Optimism Can Be Learned: Victor Perton

by Victor Perton

The good news?  Optimism can be learned, developed and increased at any age!

Reporting in 2019 on the link between longevity and optimism, Professor Lewina Lee said “We know that optimism is about 25% heritable, which means that there is room to modify it.”

For parents and parenting, the writer Meghan Moravcik Walbert put it well, “A person may be naturally inclined to be either pessimistic or optimistic, but there are things parents can do to encourage and strengthen the optimism muscles in their kids (and themselves).”

Exercises and practices which increase and maintain optimism include expressing gratitude, using more positive language and focusing on sharing happiness.  Accepting uncertainty is a useful way of diminishing anxiety and becoming more optimistic.
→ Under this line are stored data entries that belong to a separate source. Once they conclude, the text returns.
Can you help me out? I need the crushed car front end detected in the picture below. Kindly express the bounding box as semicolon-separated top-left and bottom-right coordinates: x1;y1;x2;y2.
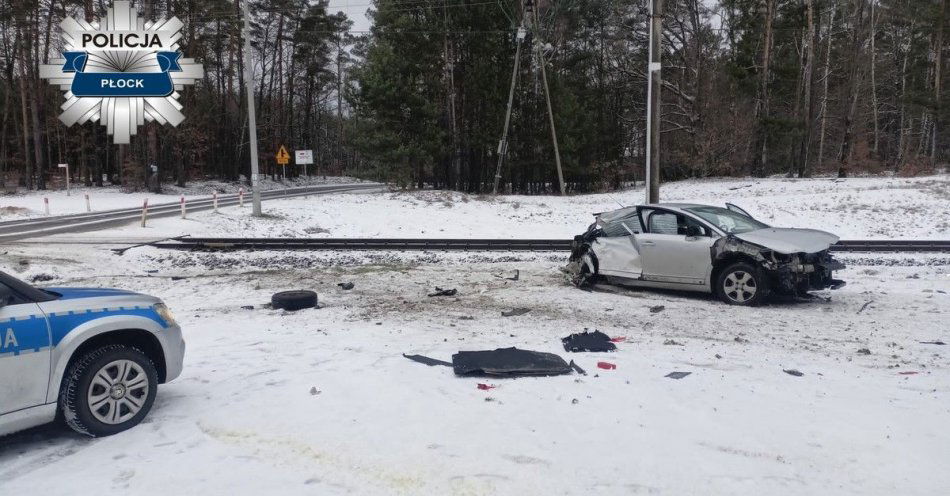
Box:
711;233;846;296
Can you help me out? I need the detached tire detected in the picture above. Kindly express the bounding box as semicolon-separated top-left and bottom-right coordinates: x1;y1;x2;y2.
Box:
60;344;158;437
715;262;769;306
272;290;318;311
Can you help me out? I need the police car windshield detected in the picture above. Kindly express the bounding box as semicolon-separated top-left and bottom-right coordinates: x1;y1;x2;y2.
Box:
0;271;59;302
684;206;769;234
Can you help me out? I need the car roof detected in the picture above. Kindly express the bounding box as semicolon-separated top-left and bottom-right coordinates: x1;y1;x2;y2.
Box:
641;203;713;210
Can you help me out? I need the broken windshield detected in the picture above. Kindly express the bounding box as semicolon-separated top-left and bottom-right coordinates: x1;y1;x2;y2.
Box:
685;206;769;234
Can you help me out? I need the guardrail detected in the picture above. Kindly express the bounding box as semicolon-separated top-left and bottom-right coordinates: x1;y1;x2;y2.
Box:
150;237;950;253
0;183;381;242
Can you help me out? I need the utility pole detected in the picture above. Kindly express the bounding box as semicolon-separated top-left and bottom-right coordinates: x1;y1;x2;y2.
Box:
532;6;566;196
242;1;262;216
645;0;663;204
492;24;526;195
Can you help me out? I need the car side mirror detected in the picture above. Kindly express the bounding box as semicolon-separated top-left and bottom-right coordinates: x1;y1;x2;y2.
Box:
685;225;703;237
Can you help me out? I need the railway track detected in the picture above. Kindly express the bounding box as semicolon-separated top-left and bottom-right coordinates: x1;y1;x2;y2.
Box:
149;237;950;253
0;183;381;243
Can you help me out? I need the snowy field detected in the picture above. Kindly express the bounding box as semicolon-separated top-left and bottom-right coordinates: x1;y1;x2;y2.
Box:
0;174;948;495
58;174;950;240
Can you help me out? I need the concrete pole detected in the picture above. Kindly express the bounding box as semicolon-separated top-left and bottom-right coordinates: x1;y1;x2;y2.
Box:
533;8;566;196
242;1;262;216
492;26;526;195
646;0;663;204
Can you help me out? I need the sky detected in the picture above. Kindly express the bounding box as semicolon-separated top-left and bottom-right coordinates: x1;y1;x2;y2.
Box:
327;1;373;32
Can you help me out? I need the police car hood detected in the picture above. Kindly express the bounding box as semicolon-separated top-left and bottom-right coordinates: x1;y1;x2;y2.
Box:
44;287;148;300
733;228;839;254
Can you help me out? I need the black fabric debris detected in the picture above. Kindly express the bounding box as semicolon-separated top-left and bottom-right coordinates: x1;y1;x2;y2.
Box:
561;330;617;353
920;341;946;345
665;371;691;379
501;308;531;317
403;354;453;367
783;369;804;377
240;305;254;310
452;348;573;377
338;282;355;290
428;287;458;297
649;305;665;313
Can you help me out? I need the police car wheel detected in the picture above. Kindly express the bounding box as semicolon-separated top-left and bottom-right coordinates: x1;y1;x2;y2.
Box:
60;344;158;437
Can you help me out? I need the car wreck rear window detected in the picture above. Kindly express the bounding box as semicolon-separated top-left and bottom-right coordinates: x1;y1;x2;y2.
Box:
685;206;769;234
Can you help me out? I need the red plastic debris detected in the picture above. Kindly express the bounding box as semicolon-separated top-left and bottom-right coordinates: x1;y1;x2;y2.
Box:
477;383;496;390
898;371;919;375
597;361;617;370
609;336;626;343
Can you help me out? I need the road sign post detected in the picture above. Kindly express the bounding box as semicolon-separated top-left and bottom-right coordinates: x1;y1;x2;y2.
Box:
276;145;290;181
295;149;313;177
58;163;70;196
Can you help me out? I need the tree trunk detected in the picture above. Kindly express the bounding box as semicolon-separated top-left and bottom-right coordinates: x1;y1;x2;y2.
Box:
754;0;775;176
816;7;835;176
932;0;947;164
870;0;880;157
797;0;817;177
18;40;32;189
836;0;866;178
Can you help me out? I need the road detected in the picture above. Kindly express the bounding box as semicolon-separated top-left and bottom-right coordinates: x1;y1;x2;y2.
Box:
0;183;382;242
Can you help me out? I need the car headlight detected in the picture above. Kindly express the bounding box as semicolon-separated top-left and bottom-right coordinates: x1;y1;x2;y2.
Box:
153;303;178;326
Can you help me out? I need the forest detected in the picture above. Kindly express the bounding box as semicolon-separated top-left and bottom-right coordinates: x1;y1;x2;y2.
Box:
0;0;947;193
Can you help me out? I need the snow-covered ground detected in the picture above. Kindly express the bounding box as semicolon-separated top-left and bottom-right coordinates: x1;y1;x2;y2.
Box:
0;175;367;220
0;174;948;495
0;243;947;495
65;174;950;240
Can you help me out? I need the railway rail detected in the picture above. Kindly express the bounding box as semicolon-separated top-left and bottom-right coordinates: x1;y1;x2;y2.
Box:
149;237;950;253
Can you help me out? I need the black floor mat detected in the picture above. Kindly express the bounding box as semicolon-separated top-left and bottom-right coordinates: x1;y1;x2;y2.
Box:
452;347;573;377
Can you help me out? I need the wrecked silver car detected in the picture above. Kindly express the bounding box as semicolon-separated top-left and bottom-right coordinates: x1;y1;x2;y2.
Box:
567;203;846;305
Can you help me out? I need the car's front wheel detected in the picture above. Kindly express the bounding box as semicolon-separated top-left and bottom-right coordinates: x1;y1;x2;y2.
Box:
59;344;158;437
715;262;768;306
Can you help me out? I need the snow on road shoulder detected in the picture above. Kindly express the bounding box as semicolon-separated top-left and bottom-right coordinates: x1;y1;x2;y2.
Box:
0;242;947;495
0;175;367;220
95;174;950;240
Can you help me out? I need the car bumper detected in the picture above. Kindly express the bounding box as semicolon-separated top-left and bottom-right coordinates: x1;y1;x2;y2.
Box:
157;323;185;383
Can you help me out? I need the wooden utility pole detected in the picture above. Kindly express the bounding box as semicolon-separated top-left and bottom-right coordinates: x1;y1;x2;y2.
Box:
645;0;663;203
532;6;566;195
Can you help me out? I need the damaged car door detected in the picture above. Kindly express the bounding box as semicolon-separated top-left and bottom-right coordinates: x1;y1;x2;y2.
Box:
589;211;643;279
635;208;717;286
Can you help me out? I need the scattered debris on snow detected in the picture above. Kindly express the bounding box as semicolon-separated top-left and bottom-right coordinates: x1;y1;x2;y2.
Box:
561;330;617;352
501;307;531;317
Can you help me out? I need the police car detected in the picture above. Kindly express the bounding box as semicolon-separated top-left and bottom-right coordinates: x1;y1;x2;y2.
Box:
0;270;184;437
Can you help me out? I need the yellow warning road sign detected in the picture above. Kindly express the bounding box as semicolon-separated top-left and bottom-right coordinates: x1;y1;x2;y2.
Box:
276;145;290;165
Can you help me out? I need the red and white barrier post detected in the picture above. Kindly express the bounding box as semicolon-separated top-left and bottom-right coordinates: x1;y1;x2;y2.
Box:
85;193;91;212
213;191;218;213
239;188;245;208
141;198;149;227
44;197;50;216
180;196;187;219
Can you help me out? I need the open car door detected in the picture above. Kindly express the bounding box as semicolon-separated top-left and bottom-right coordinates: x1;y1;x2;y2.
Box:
725;203;753;218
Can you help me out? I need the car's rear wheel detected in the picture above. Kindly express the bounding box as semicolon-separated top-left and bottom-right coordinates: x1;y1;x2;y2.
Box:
715;262;768;306
60;344;158;437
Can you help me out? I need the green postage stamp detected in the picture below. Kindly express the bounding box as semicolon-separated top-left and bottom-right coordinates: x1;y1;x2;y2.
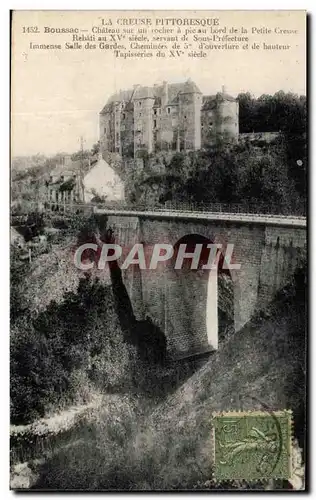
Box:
212;410;292;481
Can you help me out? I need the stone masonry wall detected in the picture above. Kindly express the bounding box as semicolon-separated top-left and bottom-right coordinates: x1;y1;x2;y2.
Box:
257;226;306;308
107;215;306;359
138;219;266;357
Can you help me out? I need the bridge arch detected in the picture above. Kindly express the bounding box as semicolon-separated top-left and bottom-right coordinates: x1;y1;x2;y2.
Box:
165;233;234;357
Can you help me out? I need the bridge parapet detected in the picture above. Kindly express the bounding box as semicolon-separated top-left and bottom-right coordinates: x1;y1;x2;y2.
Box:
94;207;306;229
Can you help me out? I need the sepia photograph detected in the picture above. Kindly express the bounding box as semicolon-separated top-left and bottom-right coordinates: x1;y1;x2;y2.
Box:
10;10;307;491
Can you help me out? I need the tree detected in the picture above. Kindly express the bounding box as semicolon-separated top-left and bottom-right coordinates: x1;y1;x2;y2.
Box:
91;141;100;156
71;149;91;161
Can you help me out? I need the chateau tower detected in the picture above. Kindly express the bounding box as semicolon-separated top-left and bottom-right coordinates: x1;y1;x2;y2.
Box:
201;86;239;146
178;79;202;151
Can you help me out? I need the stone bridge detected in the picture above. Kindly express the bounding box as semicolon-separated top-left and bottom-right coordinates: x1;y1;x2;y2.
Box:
94;208;306;360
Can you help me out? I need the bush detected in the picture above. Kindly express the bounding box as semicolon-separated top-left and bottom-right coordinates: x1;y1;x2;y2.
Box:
10;274;133;424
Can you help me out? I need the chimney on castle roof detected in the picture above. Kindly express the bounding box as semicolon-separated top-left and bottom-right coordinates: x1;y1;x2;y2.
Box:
64;154;72;167
221;85;226;94
162;80;168;108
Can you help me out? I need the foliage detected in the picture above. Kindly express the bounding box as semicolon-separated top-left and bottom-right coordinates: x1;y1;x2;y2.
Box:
10;274;130;424
237;91;306;198
26;262;306;490
59;178;76;192
237;91;306;135
10;248;187;425
91;141;100;156
126;140;304;214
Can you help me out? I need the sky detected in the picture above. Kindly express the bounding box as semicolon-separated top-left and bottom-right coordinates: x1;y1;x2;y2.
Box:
11;10;306;157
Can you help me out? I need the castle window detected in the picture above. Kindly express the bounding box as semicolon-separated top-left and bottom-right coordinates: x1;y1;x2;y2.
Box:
167;107;170;114
139;101;142;107
122;113;126;119
139;112;142;117
104;127;106;134
154;119;157;128
154;109;157;115
184;115;187;119
116;132;119;141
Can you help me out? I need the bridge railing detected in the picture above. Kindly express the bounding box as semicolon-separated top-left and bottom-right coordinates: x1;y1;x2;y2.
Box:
11;199;306;218
92;201;306;217
161;201;306;217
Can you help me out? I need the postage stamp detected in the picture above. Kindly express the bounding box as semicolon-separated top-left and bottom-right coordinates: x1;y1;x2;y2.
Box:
212;410;292;481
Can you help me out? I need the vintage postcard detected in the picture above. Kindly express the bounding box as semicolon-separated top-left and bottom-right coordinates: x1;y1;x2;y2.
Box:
10;10;307;491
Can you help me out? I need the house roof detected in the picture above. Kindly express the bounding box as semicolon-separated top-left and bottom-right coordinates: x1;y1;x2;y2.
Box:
49;157;94;179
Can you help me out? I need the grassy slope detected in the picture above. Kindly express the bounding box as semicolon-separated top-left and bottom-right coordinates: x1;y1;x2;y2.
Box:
31;276;305;490
13;237;111;314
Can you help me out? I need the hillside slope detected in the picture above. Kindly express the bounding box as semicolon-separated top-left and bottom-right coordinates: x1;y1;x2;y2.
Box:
12;237;111;314
31;268;306;490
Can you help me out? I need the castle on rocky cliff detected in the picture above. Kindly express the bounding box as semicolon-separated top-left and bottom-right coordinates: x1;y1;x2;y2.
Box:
99;79;239;157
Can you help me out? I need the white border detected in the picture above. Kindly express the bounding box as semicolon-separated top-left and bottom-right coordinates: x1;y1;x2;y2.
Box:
2;1;313;498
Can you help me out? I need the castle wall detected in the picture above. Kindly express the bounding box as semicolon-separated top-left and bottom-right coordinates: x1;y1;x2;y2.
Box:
159;104;178;150
239;131;280;143
113;102;121;154
134;97;155;154
201;108;217;146
120;107;134;157
218;100;239;142
100;111;115;155
178;93;202;151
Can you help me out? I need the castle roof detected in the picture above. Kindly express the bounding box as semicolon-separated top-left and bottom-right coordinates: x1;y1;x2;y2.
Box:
202;95;217;111
216;91;237;102
100;80;203;113
178;79;202;95
133;86;155;99
201;91;237;111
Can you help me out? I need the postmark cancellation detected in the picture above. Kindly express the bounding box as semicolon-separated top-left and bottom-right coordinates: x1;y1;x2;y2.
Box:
212;410;293;481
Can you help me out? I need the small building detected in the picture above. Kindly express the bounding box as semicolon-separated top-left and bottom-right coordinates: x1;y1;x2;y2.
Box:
83;153;125;203
44;153;125;210
45;155;85;210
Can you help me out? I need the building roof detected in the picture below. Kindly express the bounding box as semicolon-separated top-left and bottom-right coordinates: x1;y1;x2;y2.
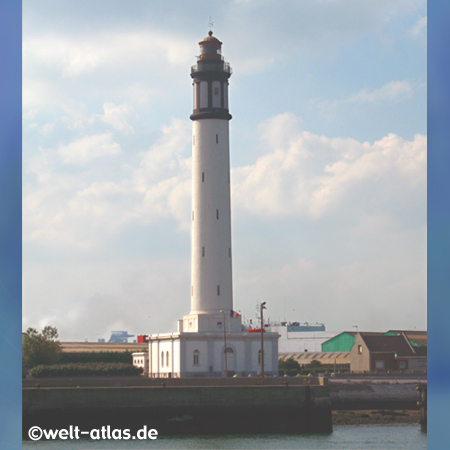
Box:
325;331;383;342
199;31;222;45
360;334;419;357
323;330;383;341
386;330;427;347
413;346;428;357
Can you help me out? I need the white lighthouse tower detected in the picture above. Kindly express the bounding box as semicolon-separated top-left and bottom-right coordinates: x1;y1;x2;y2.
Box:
180;31;242;335
144;32;279;378
190;31;233;317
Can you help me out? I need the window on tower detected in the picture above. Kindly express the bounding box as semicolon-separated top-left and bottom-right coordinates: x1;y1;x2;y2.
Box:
223;82;228;109
200;45;221;56
193;84;198;110
216;134;218;144
212;81;221;108
200;81;208;108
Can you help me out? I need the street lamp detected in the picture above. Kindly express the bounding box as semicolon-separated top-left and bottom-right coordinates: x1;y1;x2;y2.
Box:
220;310;228;378
260;301;267;383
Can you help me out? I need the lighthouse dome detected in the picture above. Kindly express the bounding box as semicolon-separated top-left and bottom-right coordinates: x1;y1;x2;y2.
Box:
198;31;223;60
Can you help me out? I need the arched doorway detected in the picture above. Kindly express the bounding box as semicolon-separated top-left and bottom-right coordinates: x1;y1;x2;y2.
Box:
223;347;235;374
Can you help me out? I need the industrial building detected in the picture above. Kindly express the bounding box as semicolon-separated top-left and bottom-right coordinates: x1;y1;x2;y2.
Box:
279;329;427;374
321;330;427;354
350;332;427;372
268;323;339;353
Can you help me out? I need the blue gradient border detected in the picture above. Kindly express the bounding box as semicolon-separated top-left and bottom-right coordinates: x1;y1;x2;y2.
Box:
0;1;22;449
428;1;450;450
0;1;444;449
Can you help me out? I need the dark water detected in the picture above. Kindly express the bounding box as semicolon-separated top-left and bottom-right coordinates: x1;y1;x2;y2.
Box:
23;425;426;450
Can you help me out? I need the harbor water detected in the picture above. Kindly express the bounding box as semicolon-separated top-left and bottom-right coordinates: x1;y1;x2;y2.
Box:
23;425;426;450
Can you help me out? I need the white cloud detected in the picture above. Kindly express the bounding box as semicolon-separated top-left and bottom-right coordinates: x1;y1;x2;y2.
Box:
132;119;192;229
225;0;425;62
23;119;192;249
57;133;122;165
232;113;426;219
234;57;275;75
309;80;423;120
23;113;426;337
347;81;416;104
23;120;55;135
60;101;95;130
99;103;136;133
25;115;425;250
58;102;137;132
23;30;193;79
257;113;304;151
42;123;55;135
22;27;194;115
410;16;427;37
124;83;162;106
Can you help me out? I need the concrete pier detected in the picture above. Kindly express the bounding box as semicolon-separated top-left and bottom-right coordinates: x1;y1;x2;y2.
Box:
23;383;332;436
330;381;423;411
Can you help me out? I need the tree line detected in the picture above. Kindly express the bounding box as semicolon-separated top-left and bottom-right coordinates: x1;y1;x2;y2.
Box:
22;326;141;378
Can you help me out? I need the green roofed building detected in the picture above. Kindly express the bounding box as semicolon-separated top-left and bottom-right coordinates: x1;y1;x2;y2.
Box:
322;332;385;352
321;332;356;352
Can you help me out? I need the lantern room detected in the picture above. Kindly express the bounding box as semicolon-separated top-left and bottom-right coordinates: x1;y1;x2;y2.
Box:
198;31;223;61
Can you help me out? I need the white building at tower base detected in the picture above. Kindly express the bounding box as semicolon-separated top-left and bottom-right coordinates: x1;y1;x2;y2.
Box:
146;318;279;378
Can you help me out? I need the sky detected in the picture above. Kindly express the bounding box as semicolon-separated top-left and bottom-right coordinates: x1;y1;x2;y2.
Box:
22;0;427;342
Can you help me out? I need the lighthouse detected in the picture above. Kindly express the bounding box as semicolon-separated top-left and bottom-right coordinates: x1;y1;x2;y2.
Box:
143;31;279;378
190;31;233;316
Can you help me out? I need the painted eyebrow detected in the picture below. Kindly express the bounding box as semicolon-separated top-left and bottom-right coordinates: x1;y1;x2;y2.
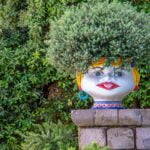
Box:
114;67;125;71
87;67;103;74
114;67;120;70
93;67;123;71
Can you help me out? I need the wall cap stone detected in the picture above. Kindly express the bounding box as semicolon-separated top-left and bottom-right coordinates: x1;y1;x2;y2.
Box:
119;109;142;126
71;109;95;127
95;109;118;126
71;109;150;126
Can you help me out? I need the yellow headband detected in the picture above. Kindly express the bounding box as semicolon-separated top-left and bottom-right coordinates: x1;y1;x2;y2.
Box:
76;57;140;89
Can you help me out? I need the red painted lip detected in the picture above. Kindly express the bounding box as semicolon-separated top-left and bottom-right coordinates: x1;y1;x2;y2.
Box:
97;82;120;90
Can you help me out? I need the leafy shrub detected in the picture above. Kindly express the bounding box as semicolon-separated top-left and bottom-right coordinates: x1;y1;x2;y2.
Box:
47;0;150;74
0;0;86;149
21;124;110;150
33;79;92;124
21;121;77;150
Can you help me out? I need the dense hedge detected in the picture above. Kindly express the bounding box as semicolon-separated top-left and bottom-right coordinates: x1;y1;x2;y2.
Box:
0;0;88;149
0;0;149;149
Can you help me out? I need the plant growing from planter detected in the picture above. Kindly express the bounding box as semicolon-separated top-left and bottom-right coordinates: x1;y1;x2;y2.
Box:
47;1;150;109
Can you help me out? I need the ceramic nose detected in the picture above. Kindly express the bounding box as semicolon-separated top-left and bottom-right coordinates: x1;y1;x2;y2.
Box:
99;73;112;82
105;73;112;80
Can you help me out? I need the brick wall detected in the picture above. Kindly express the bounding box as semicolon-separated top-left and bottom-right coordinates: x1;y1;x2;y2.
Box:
71;109;150;150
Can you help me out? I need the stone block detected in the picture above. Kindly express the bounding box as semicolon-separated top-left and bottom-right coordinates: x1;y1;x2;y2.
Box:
119;109;142;125
95;110;118;126
107;128;134;149
136;128;150;149
71;110;95;127
79;127;106;150
141;109;150;126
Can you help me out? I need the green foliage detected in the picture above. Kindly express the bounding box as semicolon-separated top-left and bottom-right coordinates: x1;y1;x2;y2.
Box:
124;76;150;108
47;0;150;74
0;0;56;147
84;143;110;150
117;0;150;13
121;0;150;108
117;1;150;108
123;56;150;108
33;79;92;124
0;0;86;149
21;121;77;150
21;123;110;150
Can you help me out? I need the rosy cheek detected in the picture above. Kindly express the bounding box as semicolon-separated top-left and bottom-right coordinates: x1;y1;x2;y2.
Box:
78;86;82;91
134;85;138;91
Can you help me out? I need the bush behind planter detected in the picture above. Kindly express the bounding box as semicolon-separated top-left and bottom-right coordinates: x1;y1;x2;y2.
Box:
0;0;87;149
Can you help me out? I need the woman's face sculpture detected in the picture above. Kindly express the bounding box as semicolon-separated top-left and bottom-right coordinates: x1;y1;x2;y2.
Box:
81;66;135;101
77;58;140;109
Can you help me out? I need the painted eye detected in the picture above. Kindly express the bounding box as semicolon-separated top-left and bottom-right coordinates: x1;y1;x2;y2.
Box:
95;71;103;76
115;71;123;77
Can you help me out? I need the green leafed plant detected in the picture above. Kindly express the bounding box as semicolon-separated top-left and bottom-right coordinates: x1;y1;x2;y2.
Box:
0;0;86;149
21;121;77;150
47;0;150;74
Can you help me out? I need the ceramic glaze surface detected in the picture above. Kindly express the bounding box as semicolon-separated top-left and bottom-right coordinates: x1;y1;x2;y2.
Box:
81;66;135;102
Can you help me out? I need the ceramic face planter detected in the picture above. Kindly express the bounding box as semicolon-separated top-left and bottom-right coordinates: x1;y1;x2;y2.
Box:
77;58;140;109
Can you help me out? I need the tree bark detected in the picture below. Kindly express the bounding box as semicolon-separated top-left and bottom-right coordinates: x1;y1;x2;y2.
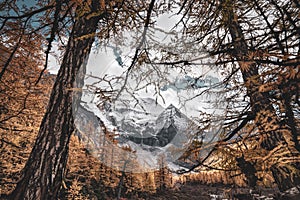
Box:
9;1;103;199
235;156;258;188
223;0;300;192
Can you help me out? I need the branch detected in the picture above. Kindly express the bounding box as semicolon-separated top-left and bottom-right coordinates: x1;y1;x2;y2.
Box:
222;112;255;142
0;138;21;149
114;0;156;101
35;0;62;84
0;18;28;81
0;93;30;124
176;146;216;174
175;112;255;174
0;5;54;20
0;5;54;32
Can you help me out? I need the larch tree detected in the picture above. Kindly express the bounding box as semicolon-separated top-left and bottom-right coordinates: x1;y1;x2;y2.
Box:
221;0;300;190
172;0;300;191
0;0;55;194
3;0;159;198
8;0;105;199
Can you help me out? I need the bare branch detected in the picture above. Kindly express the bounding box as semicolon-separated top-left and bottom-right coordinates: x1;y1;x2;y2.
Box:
35;0;62;84
114;0;156;101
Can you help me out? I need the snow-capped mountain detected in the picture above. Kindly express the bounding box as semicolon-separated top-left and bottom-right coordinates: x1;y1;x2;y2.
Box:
74;97;200;171
101;98;198;148
124;103;196;148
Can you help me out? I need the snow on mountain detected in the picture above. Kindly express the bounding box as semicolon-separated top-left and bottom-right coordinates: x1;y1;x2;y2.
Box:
108;99;197;149
75;96;200;171
107;97;165;137
160;74;221;92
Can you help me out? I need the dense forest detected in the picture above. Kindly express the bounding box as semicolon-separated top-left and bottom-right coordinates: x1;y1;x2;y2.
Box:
0;0;299;199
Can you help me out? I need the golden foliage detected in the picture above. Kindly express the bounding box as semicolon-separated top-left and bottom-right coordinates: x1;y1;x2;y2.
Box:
239;61;255;72
0;31;54;194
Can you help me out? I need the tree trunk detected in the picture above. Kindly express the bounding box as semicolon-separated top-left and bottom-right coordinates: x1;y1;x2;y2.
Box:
235;156;258;188
9;1;103;199
223;0;300;192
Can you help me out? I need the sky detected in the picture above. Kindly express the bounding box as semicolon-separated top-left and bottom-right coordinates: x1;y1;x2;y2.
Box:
44;3;226;121
72;8;225;114
48;4;183;74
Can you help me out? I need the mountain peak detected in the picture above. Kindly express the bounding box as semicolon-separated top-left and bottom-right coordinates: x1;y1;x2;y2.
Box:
162;104;182;117
166;104;176;109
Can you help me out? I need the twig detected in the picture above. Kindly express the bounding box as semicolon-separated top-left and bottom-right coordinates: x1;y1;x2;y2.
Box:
113;0;156;101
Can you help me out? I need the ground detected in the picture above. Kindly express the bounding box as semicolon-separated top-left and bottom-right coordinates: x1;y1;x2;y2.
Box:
126;183;300;200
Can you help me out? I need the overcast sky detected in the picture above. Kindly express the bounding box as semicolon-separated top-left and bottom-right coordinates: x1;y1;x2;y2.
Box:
46;5;225;121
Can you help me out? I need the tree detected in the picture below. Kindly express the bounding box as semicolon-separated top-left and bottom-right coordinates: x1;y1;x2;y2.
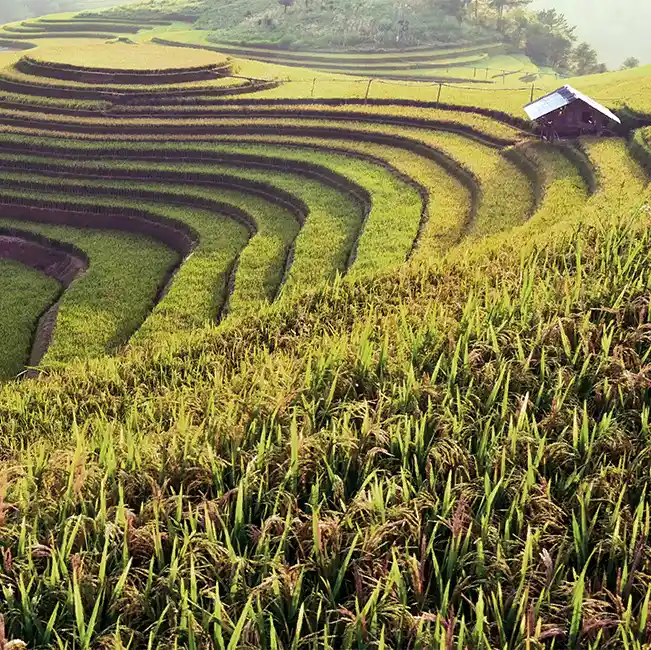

Practising meditation, yoga, exercise and spending time in beautiful places also enhance a feeling of optimism.

Choose your company wisely: Surround yourself with positive people.

Turn down the news!  Listen or watch it no more than once a day.

A very useful exercise is a writing exercise called "Your Best Possible Self".

The science of neuroplasticity shows that our brains constantly make new connections and we strengthen positive neural networks by looking for the positives in life and by deliberately cultivating optimistic thoughts and words.